We would like to thank the referee for his comments.

The quantity $z$ should be viewed as a coarse-grained version of a single realization $J_{ijkl}$ of the SYK couplings. We claim that the half-wormhole should be dual to a single realization of the SYK couplings, the choice of $J_{ijkl}$ corresponding to a choice of boundary condition $j(\tau)$. In trying to make this more quantitative, it is certainly be too ambitious to try to reproduce the exact value of $J_{ijkl}$ in gravity. For this reason, we consider a coarse-grained version: the "center-of-mass" $z$ obtained by summing over $i,j,k,l$. As we argued in our paper, $z$ is dual to the zero mode $j_0$ of $j(\tau)$ and we give concrete numerical evidence for this. This is our motivation to introduce the quantity $z$.

  1. A single scalar field is enough in our case. This is because our wormhole is a classical solution, supported by a classical profile for the scalar field. This is different than the Maldacena-Qi wormhole where the wormhole is supported by quantum effects so that a large number of scalar fields is required. In other words, the scalar contribution is not small but proportional to $k$, which we can take as large as we want.

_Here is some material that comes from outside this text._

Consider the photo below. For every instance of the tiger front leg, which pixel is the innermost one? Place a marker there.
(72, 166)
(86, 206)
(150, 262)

  2. This is correct. The fact that the wormhole emerges from the average of two half-wormholes is a general fact of the "uniform limit" $J\to+\infty$ which doesn't depend on details of the ensemble for $j(\tau)$. We have added a sentence after (5.17) to emphasise this. Note that the following paragraph explains why this is the case from a path integral point of view.
  3. The fact that the wormhole emerges from the average of half-wormholes (equation (5.16)) would also work for correlation functions. As explained below Figure 6, our average has the simple interpretation of "finishing the path integral". That is, the path integral on the wormhole can be done in two steps: we can first integrate over all fields except the value $j(\tau)$ of the scalar at the geodesic boundary. Interpreting the result as the contributions of two half-wormholes, the final integral over $j(\tau)$ is then interpreted as an average over half-wormhole boundary contributions. This interpretation shows that this will also work for more general observables.